Lena Okajima (岡島 礼奈, Okajima Lena) is the founder and chief executive officer of ALE Co., Ltd.

==Career==
Lena founded the Japanese space entertainment company, ALE Co., Ltd in 2011. Prior to ALE, she worked in bond investment and private equity at Goldman Sachs Japan.

She is also an entrepreneur who has founded an online gaming company and a business consulting company.
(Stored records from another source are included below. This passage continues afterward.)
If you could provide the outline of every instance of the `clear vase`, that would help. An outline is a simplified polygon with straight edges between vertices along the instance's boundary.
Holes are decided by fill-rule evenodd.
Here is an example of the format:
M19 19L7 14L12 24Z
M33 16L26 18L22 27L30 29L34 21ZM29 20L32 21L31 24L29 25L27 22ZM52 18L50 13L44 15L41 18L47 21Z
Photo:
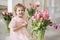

She received her Ph.D. in Science from the University of Tokyo in 2008.

==ALE Co., Ltd. ==
ALE stands for Astro Live Experiences.

- 2001: Lena came up with an idea to create artificial shooting star while watching the Leonid meteor shower during her time as an undergraduate student at the University of Tokyo
- 2009: Started working on the artificial shooting star project
- 2011: Lena founded ALE Co., Ltd.
- 2015: Started full-scale commercialization of artificial shooting star technology
- 2019: Launch of first satellite ALE-1 on 18 January 2019 by an Epsilon rocket and launch of second satellite ALE-2 on 6 December 2019 by an Electron rocket.
- 2023: Premiering in Hiroshima

In 2020 it was published that the first artificial meteor shower would be delayed from 2020 to 2023 (to be conducted by the next satellite ALE-3) due to the malfunction of ALE-2 satellite; apparently also ALE-1 had malfunctioned (due to not being able to produce an artificial meteor shower).